Times, however, are changing. “Around 400,000 jobs will be created in the next few years for Saudi women,” says Khalid Al Khudair, Founder of Glowork, the first website in Saudi Arabia that helps women find jobs.
Last month, India’s largest IT company, Tata announced plans to build an “all-female services centre” in the country next year. Their goal is to employ over 3,000 women, and Glowork’s database, which has now registered over 1.2 million unemployed Saudi women between 18 and 35, may help.
Glowork was recently acquired by SAS Holding, a Saudi company planning to invest around $16m in the company over the next few years.

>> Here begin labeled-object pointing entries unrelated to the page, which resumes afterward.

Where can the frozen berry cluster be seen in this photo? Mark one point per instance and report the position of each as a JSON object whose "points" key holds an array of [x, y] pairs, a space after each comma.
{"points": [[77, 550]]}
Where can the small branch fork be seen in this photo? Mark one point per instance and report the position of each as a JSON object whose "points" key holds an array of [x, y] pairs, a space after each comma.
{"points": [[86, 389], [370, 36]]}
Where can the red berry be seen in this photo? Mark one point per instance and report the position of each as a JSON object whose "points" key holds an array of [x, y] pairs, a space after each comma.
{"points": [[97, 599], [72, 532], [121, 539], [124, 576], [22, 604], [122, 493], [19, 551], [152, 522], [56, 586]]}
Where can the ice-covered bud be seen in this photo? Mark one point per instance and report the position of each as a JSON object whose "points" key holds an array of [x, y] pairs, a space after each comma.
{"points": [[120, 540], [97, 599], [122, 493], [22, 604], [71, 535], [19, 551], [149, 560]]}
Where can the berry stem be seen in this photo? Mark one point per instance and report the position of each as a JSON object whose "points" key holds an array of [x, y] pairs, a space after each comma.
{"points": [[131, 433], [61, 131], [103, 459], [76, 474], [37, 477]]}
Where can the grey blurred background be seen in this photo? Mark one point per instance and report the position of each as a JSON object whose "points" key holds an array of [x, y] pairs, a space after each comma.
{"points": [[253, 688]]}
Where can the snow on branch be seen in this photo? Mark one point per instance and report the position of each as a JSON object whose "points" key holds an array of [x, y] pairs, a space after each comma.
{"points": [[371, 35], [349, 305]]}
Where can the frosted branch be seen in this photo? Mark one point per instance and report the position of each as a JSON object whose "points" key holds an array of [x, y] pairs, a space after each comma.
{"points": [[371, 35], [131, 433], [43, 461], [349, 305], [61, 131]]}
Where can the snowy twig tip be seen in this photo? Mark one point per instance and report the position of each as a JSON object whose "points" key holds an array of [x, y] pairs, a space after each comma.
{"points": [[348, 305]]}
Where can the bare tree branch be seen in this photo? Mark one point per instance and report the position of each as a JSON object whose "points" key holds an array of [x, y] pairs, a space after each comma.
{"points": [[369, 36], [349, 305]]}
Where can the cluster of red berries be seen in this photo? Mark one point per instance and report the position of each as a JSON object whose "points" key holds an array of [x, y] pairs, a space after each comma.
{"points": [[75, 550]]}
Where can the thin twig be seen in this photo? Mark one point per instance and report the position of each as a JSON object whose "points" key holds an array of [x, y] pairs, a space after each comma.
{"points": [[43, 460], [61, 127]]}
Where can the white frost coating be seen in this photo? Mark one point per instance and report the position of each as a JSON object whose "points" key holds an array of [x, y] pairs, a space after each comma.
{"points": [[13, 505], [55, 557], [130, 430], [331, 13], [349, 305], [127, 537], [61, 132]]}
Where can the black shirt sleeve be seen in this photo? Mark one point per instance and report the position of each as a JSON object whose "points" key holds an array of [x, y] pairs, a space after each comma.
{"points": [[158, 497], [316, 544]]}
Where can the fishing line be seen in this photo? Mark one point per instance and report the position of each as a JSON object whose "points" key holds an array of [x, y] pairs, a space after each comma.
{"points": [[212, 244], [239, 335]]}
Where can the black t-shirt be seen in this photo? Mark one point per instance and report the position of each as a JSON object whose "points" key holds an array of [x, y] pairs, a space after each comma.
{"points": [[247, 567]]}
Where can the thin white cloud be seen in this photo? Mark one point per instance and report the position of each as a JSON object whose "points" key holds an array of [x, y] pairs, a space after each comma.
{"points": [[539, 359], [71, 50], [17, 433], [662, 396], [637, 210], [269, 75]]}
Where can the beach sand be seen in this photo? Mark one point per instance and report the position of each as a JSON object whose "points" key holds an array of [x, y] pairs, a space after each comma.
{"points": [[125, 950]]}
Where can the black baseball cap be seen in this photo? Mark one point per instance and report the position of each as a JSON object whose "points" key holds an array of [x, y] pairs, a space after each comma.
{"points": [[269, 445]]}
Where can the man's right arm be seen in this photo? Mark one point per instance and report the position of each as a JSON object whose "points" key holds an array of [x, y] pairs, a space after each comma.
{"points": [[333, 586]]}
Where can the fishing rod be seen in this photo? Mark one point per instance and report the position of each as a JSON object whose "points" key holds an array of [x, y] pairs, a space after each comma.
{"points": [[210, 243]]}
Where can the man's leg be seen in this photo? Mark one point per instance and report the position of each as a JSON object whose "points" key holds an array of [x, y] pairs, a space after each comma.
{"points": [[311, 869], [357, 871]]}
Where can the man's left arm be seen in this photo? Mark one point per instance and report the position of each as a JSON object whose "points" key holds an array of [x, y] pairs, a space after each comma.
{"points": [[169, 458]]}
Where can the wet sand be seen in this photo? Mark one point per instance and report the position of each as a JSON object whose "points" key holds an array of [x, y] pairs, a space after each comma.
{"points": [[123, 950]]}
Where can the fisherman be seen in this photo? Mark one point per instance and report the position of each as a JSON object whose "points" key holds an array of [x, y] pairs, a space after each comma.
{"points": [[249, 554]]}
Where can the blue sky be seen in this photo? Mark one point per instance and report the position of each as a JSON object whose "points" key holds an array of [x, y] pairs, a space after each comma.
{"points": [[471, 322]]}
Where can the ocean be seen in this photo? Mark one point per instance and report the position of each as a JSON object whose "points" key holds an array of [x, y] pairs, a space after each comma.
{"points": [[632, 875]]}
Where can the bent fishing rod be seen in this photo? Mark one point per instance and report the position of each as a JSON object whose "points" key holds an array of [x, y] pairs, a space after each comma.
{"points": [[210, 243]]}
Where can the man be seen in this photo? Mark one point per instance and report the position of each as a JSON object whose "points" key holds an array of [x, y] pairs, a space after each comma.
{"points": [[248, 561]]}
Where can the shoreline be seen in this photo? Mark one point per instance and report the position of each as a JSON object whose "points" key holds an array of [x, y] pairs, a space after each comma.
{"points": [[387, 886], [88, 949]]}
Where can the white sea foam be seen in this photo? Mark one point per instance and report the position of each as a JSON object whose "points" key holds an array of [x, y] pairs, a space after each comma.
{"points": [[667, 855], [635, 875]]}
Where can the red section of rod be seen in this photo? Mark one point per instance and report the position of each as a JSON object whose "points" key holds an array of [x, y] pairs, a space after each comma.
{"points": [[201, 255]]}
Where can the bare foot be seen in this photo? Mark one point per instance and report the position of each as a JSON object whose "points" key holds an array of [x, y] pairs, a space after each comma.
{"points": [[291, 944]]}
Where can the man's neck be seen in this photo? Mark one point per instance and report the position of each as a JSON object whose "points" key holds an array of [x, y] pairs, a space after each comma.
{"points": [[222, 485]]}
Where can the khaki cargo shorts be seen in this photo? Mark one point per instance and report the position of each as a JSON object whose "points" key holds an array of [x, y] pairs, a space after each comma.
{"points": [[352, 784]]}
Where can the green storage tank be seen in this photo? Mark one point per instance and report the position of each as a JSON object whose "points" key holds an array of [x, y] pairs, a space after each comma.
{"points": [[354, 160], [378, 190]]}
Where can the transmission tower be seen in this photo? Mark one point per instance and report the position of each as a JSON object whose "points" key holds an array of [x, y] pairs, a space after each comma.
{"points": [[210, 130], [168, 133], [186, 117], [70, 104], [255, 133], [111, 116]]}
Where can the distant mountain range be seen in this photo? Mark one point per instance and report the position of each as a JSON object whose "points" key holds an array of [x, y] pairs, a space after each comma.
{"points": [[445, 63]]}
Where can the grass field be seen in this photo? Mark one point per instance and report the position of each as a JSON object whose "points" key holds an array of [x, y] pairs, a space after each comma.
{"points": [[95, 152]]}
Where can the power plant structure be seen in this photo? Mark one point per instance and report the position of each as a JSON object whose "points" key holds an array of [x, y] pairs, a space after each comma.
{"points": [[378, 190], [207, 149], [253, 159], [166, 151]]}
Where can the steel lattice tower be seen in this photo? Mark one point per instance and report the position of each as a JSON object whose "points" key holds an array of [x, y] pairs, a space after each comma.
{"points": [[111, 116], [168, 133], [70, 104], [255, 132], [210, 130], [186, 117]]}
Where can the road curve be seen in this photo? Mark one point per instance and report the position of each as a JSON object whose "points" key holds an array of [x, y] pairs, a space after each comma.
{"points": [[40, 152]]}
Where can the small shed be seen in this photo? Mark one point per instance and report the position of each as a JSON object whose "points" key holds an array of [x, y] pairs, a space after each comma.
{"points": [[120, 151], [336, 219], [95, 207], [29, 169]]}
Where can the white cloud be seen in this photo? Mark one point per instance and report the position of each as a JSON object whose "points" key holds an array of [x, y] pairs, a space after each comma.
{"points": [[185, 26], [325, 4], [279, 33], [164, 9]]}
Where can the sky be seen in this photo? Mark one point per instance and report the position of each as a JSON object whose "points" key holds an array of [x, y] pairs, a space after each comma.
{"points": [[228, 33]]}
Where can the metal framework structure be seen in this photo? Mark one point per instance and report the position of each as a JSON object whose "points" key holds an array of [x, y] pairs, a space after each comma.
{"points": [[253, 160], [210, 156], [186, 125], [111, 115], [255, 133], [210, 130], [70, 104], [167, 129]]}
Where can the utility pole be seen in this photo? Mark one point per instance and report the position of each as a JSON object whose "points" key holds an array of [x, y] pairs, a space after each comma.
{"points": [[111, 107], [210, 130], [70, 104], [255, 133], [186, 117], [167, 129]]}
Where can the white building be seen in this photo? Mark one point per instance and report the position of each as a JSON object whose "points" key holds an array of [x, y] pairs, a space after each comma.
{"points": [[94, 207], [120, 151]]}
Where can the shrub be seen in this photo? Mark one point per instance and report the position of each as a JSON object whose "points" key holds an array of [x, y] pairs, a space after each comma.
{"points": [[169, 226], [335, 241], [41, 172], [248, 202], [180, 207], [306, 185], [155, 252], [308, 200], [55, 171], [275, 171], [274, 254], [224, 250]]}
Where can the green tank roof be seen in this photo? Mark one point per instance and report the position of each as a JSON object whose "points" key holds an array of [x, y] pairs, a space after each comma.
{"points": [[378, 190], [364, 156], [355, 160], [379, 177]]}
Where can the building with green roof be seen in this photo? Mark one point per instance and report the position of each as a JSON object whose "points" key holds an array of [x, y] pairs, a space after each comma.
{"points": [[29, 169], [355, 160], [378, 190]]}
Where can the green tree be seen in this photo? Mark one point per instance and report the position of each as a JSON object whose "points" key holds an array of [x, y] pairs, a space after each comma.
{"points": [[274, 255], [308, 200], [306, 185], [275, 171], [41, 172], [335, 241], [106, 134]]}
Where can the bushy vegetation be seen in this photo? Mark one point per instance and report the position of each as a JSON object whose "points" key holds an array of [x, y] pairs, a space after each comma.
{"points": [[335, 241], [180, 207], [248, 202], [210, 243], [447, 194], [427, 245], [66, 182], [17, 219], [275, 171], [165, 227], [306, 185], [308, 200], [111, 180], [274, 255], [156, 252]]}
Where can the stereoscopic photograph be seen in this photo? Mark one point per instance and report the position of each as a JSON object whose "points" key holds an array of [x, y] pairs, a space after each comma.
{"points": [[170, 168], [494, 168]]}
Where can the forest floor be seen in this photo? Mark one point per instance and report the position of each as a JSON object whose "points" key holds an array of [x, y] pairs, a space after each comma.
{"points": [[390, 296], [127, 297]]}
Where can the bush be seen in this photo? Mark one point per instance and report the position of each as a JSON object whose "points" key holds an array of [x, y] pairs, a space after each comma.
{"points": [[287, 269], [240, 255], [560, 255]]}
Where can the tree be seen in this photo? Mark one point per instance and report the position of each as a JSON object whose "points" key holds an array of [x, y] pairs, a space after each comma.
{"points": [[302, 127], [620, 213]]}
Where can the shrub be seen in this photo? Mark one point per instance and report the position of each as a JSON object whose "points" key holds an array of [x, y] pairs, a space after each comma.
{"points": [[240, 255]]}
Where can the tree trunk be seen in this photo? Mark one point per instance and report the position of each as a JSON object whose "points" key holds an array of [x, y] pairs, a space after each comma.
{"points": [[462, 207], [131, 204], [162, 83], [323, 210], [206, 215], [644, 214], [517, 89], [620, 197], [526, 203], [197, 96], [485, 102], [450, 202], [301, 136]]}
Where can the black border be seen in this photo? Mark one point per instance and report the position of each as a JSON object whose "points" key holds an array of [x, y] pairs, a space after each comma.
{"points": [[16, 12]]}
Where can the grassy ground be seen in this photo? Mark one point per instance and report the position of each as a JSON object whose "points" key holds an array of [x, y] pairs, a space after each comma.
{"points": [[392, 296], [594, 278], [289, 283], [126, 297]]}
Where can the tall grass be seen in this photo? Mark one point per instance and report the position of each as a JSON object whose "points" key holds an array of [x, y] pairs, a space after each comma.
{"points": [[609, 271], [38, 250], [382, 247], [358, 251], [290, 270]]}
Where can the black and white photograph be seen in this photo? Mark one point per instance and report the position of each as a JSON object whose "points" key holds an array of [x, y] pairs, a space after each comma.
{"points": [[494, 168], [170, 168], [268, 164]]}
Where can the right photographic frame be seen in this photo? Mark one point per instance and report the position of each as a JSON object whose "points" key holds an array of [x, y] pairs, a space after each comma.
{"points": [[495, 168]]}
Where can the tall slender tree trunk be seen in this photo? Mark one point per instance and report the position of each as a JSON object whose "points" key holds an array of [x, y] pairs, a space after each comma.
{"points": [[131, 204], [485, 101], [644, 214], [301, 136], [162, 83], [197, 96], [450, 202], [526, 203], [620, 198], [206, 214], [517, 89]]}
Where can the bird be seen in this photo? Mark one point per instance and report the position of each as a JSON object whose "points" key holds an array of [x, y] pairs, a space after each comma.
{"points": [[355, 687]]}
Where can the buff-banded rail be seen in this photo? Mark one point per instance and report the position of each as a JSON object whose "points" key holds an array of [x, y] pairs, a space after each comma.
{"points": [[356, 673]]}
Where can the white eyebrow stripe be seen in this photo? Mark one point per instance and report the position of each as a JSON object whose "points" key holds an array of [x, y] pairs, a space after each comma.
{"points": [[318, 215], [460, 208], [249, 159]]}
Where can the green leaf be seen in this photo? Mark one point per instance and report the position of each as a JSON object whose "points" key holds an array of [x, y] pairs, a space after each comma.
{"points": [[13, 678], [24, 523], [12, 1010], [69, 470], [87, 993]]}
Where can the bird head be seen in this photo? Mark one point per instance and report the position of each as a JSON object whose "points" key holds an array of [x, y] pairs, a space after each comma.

Yet even this success can’t hide the enormous challenges ahead for Saudi Arabia. Private investment and loans for start-ups are still almost nonexistent. There is no equity-backed financing. A culture of risk-taking investors and VCs has yet to emerge among Saudi’s wealthy. Protection for foreigners investing in the country is minimal.
Frederic Wehery, a senior associate in the Middle East Program at the Carnegie Endowment for International Peace, says it will be hard to end the culture of dependency – subsidies, benefits and handouts from the government that have marked Saudi’s economy.
“It’s not simply a matter of buying [innovation]” says Wehry. “There’s still no incentive for private entrepreneurship… and the ambition exceeds the capacity and the reality.”
“It’s all dreams. Nothing has turned into a reality yet,” says Khalid Al Khudair. “We’re far from where we want to be. And one day the oil will dry out, and for that day we have to be prepared.”